Rodney Hall, A stolen season (#BookReview)

Rodney Hall, A stolen seasonRodney Hall is one of those Australian authors who deserves more attention than he seems to get. Consequently, I’m thrilled to at last include him in my blog, with his latest novel A stolen season. I was introduced to Hall back in the late 1980s when my reading group read his surprising novel, Just relations, and I’ve also read another surprising novel by him, The day we had Hitler home. Hall is good at surprising, because A stolen season isn’t exactly run-of-the-mill, either, in terms of its characters and set-up.

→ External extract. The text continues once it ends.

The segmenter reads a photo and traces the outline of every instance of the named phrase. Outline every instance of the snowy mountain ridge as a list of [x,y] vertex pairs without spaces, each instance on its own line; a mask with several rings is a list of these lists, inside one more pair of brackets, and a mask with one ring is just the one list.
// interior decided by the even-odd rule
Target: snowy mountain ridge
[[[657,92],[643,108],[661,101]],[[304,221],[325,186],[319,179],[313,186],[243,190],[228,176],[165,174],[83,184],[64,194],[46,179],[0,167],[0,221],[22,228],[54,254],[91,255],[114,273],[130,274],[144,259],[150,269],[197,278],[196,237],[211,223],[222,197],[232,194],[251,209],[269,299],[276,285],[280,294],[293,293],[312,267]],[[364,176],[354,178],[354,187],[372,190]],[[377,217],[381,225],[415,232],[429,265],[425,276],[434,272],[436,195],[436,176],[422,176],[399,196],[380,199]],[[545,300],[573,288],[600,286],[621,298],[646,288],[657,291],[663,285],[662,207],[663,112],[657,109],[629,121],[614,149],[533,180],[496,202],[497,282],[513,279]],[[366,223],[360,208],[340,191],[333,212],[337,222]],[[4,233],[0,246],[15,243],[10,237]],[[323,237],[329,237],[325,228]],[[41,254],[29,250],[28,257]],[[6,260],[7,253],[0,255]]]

It’s a tricksy book comprising three different, more-or-less alternating, story-lines. The chapters go like this: Adam and Bridget, Marianna, Adam and Bridget, John Philip, Adam and Bridget, Marianna, Adam and Bridget. Adam and Bridget, then, form the driving story, and there seems to be no connection between the three sets of characters for a very, very long time. Indeed, by the middle story, John Philip, the only literal connection is a minor character from the first Adam-and-Bridget chapter appearing as a rather minor character in this one. Later, a similarly loose, not-exactly-direct, connection occurs between Adam and Marianna. What gives, we wonder? Who are Marianna and John Philip? Why are we also reading about them? And, will they all ever actually meet, as we expect in novels like this? Well, all I’ll say is that Hall does not, as is probably his wont, do the expected. No, I’ll say more in fact: if we focus our energies on worrying about this structural plot issue, we risk missing what’s important, which is the overarching idea that gradually reveals itself, an idea relating to money and power, and to the way they can not only deceive but actively generate inhumane/anti-human values.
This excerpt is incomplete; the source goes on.